すなわち、最高裁昭和六〇年判決の事例は、被控訴人が主張するように、「理由付記の程度としては、法的判断の結論のみが記載され、判断過程や下位法規の検討結果、適用条文についても具体的に記載されていなかった」ものではなく、被控訴人の上記(a)の主張は採用できない。
③ 本件各付記理由の適否
そして、前記(2)エのとおり、本件各付記理由は、法適用に関しては、「法人税法二条一三号に規定する収益事業の収入に該当する」との結論を記載するにとどまり、法人税法施行令五条一項一〇号、同施行規則四条の三、実費弁償通達の各規定や、その適用関係についての判断過程の記載がすっぽりそのまま欠落しており、本件各事業がなぜ収益事業の収入に該当するのかについての法令等の適用関係や、何故そのように解釈するのかの判断過程についての記載が一切ない。
そのため、本件各付記理由では、本件各更正処分における処分行政庁の判断過程を省略することなしに記載したものということができないので、処分行政庁としては、本件各付記理由を記載することによって、本件各更正処分による自己の判断過程を逐一検証することができないし、その判断の慎重、合理性を確保するという点について欠けるところはないなどとは到底いえない。それゆえ、本件各付記理由として、「法人税法二条一三号に規定する収益事業の収入に該当する」との結論を記載しただけでは、処分行政庁の恣意抑制という理由付記制度の趣旨目的を損なうことはないと評価することもできない(最高裁昭和六〇年判決の上記①Ⅱの判示事項の検討結果)。
また、本件各付記理由として、上記のような結論が記載されているだけでは、理由付記制度のもうひとつの目的である「不服目的の便宜」という面からの要請に対しても、必要な材料を提供するものということもできない(最高裁昭和六〇年判決の上記①Ⅲの判示事項の検討結果)。
したがって、本件各付記理由は、更正の根拠を課税庁の恣意抑制及び不服申立ての便宜という理由付記制度の趣旨目的を充足する程度に具体的に明示されているものと評価することができず(最高裁昭和六〇年判決の上記①Ⅰの判示事項の検討結果)、最高裁昭和六〇年判決の判示からも、本件各更正処分の付記理由の記載は法人税法一三〇条二項の要求する理由付記として不備があり、違法であるといわざるを得ない。
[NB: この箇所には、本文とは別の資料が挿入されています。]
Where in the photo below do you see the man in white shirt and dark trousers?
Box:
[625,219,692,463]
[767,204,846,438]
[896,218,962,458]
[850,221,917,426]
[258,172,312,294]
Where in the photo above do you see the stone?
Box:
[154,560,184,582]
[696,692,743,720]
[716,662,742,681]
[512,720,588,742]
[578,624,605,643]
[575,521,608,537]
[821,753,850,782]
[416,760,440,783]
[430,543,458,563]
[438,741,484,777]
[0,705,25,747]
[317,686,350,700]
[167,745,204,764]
(c) 最高裁昭和六〇年判決の具体的な事案からの検討
① 具体的事案の内容
最高裁昭和六〇年判決の具体的な事案は、納税者が、工場に設置した冷房機が租税特別措置法(昭和四九年法律第一七号による改正前のもの)四五条の二所定の「機械」にあたり、その減価償却費の計算については、特別償却規定が適用されるとの見解の下に、その減価償却費を算定して損金に計上したのに対し、課税庁が、上記冷房機は法人税法二条二四号、同法施行令一三条一号所定の建物附属設備にすぎないから、上記特別償却規定は適用されないとして、更正処分及び過少申告加算税賦課決定をした事案である。
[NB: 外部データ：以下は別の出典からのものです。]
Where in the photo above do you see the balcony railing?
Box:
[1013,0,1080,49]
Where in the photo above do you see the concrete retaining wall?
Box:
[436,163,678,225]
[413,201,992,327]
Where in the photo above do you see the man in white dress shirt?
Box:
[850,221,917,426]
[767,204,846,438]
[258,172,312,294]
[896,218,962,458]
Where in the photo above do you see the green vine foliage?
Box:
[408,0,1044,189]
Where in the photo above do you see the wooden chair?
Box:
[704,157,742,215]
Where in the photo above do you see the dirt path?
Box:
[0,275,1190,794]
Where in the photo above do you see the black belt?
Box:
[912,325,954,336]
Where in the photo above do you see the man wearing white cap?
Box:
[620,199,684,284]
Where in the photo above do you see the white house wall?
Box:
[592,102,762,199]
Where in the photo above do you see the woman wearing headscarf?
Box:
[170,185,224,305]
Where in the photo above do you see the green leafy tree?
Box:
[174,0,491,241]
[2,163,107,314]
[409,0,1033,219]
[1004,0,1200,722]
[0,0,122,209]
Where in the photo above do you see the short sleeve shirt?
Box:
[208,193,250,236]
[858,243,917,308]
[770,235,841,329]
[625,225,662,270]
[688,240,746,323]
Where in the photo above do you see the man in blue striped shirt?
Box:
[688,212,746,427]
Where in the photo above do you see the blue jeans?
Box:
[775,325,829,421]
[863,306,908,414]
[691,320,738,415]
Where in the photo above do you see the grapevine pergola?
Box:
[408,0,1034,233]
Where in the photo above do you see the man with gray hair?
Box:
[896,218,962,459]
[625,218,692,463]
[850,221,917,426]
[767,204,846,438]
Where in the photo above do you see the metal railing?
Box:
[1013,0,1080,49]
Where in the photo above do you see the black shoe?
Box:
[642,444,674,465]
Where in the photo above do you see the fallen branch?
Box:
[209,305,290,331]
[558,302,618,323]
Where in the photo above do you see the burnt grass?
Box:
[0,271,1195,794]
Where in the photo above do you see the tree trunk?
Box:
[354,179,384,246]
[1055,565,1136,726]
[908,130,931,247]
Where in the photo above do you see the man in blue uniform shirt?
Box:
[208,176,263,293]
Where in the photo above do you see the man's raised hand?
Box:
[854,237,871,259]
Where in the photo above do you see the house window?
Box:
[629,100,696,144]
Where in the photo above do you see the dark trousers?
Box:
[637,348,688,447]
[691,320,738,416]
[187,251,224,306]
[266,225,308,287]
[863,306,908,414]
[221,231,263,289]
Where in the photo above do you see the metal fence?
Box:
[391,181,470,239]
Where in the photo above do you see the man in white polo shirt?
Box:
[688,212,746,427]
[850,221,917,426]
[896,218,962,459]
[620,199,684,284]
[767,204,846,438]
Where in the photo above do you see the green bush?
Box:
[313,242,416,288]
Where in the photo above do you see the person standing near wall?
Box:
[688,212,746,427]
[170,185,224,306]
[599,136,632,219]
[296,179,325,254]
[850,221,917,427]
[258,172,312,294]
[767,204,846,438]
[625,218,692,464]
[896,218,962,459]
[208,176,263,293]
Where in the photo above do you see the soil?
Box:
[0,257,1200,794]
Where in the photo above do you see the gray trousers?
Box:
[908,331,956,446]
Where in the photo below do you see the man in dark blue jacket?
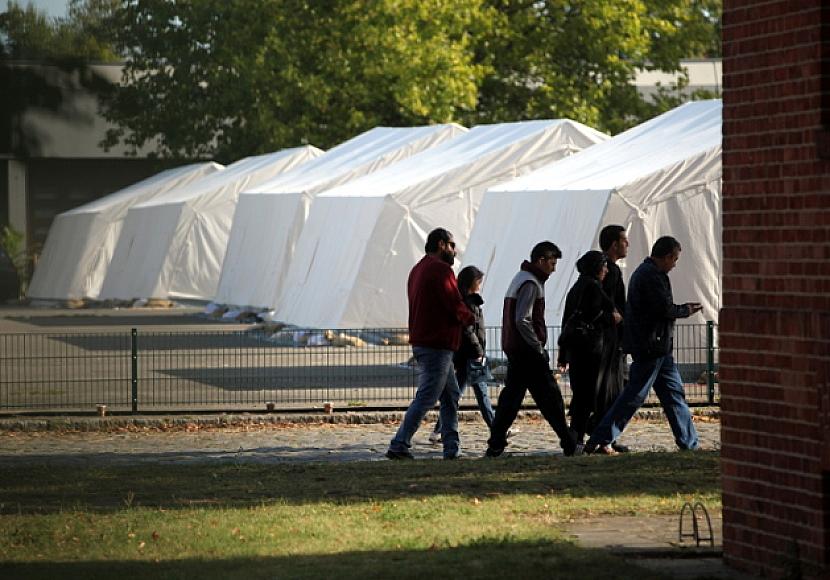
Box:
[585,236,702,455]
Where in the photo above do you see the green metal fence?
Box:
[0,322,719,413]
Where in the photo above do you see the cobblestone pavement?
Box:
[0,418,720,468]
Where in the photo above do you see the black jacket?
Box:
[623,258,691,359]
[559,274,614,364]
[602,260,625,346]
[453,293,487,364]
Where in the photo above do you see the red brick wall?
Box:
[720,0,830,578]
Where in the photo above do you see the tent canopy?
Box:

そして、その更正の理由には、「四八年六月取得の冷暖房設備について機械として特別償却されていますが、内容を検討した結果、建物附属設備と認められ、特別償却の適用はありませんので、次の計算による償却超過額は損金の額に算入されません。」との記載がある。
② 法律上及び事実上の根拠を具体的に示しているか
このように、上記事案における更正理由には適用条文の具体的な摘示こそないものの、上記冷房機が法人税法二条二四号、同法施行令一三条一号所定の「建物附属設備」である「冷房設備」にあたり、したがって、これが特別償却規定の適用のある「機械」にあたるとは認められないから、上記冷房機の減価償却費は普通償却の限度において算定されるべきであるとする趣旨を記載したものと容易に理解することができ、課税庁がなにゆえ損金算入を否認したかについて、その法律上及び事実上の根拠を具体的に示しているものということができる。
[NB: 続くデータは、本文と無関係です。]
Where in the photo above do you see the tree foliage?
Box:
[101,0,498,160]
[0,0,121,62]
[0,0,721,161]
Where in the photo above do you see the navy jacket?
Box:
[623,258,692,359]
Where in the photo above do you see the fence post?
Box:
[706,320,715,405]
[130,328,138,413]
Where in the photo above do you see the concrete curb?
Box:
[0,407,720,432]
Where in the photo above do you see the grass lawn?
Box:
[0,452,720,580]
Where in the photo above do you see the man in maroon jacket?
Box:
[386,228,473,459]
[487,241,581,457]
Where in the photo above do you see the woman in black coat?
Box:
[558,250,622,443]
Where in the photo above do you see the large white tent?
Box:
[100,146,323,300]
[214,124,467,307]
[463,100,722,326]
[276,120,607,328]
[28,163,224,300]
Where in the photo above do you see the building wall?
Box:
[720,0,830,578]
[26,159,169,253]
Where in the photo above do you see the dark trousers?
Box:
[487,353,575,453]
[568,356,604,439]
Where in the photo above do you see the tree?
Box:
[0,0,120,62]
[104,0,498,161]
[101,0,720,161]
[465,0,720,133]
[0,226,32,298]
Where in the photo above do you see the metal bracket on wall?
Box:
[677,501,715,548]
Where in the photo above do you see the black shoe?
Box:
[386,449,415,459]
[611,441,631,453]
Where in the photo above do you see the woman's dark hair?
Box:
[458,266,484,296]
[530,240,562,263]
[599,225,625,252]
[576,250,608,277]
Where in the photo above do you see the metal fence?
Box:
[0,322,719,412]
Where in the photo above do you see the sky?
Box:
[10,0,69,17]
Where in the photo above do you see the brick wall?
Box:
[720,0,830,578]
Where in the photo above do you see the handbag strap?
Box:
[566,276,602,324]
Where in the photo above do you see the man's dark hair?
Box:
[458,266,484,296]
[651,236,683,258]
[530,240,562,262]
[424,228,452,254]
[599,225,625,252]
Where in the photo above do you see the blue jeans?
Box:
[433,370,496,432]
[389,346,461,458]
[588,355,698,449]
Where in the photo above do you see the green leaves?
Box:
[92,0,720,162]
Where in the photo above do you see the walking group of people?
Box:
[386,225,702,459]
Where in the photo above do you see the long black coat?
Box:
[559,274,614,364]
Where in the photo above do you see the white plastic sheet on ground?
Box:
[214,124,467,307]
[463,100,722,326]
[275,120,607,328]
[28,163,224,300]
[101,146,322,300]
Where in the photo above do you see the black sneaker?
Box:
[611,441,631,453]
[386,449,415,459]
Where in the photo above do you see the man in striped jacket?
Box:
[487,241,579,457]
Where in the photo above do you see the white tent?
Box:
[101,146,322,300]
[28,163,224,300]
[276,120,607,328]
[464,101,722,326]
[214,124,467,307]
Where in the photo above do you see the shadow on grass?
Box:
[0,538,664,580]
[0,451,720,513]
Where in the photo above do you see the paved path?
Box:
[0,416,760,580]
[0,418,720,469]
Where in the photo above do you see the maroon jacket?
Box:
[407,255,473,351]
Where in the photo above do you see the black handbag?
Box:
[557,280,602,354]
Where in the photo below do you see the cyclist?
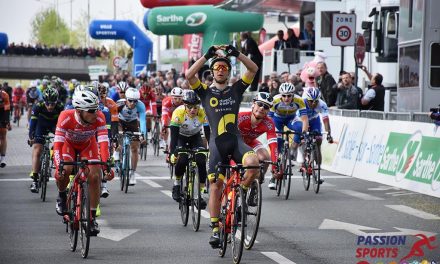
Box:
[186,45,259,248]
[238,92,278,180]
[26,81,40,122]
[298,87,333,184]
[268,83,309,190]
[139,82,157,132]
[161,87,183,147]
[12,83,24,123]
[0,86,11,168]
[53,90,114,236]
[28,88,64,193]
[170,91,211,209]
[113,88,147,185]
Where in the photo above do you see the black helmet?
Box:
[183,90,200,105]
[209,57,232,71]
[43,87,58,103]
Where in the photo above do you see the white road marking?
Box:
[261,252,296,264]
[142,179,162,188]
[338,190,384,201]
[385,204,440,220]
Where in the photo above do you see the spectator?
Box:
[336,73,359,109]
[286,28,299,49]
[299,21,315,56]
[360,65,385,111]
[316,62,336,107]
[240,32,263,91]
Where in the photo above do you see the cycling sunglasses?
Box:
[256,102,270,110]
[212,64,229,71]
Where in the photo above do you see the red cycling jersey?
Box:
[238,112,278,169]
[139,85,157,115]
[162,96,183,126]
[53,109,110,177]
もっとも、最高裁昭和六〇年判決は、上記更正理由の記載は、上記冷房機であるゆえに「機械」にあたらないとするかについて、判断の基礎となった具体的事実関係を明示してはいないが、冷房機についての一般的理解を前提として、上記冷房機が、上記「冷房設備」にあたることを認めた趣旨を記載したものと解することができ、上記更正における課税庁の判断課程を省略することなく記載したものということができると判示していることから、最高裁昭和六〇年判決自身が判断の基礎となった具体的事実関係を納税者が理解できると解しているものである。
したがって、最高裁昭和六〇年判決について、被控訴人が上記(a)で主張するように、法的判断の結論のみを記載することを是認した判決と解することはできない。
(イ) 判断過程を逐一容易に検証することができるか
さらに、被控訴人は、本件各付記理由を見れば、「収益事業収入計上漏れ」の金額が「収益事業に係る損金の計上漏れ」の金額を大幅に超過して、本件各事業年度に所得が発生し、実費弁償となっていないことは明白であり、更正処分庁の判断過程を逐一容易に検証することができる旨主張する。
しかしながら、本件各付記理由の「収益事業収入計上漏れ」、「収益事業に係る損金の計上漏れ」の記載は、本件各事業が収益事業に該当するとの判断を前提として、その所得金額ひいては税額を算出する判断過程を記載したものであって、本件各事業が収益事業に該当するかについてや、実費弁償となっているかについての判断過程を記載したものとは解されない。
本件各付記理由の上記記載によって、実費弁償となっていないとする処分行政庁の判断過程を検証することが可能であるとは認めがたいところであるし、処分行政庁の判断過程が控訴人に示されたとみることは困難である。
(ウ) まとめ
以上のとおり、被控訴人の上記アの各主張は、いずれも採用することができず、本件各付記理由について不備があるとする上記(2)の当裁判所の判断を左右するものではない。
二 本件各更正処分等の違法性の検討
上記検討のとおり、本件各付記理由は、法人税法一三〇条二項の求める理由付記として不備があり、違法であるといわざるを得ず、その余の争点につき判断するまでもなく、本件各更正処分及びこれを前提とする本件賦課決定処分はいずれも取消しを免れない。
第四 結論
以上のとおりであるから、本件各更正処分等はいずれも取消しを免れないものであり、控訴人の請求は理由がある。
よって、これと結論を異にする原判決を取り消し、主文のとおり判決する。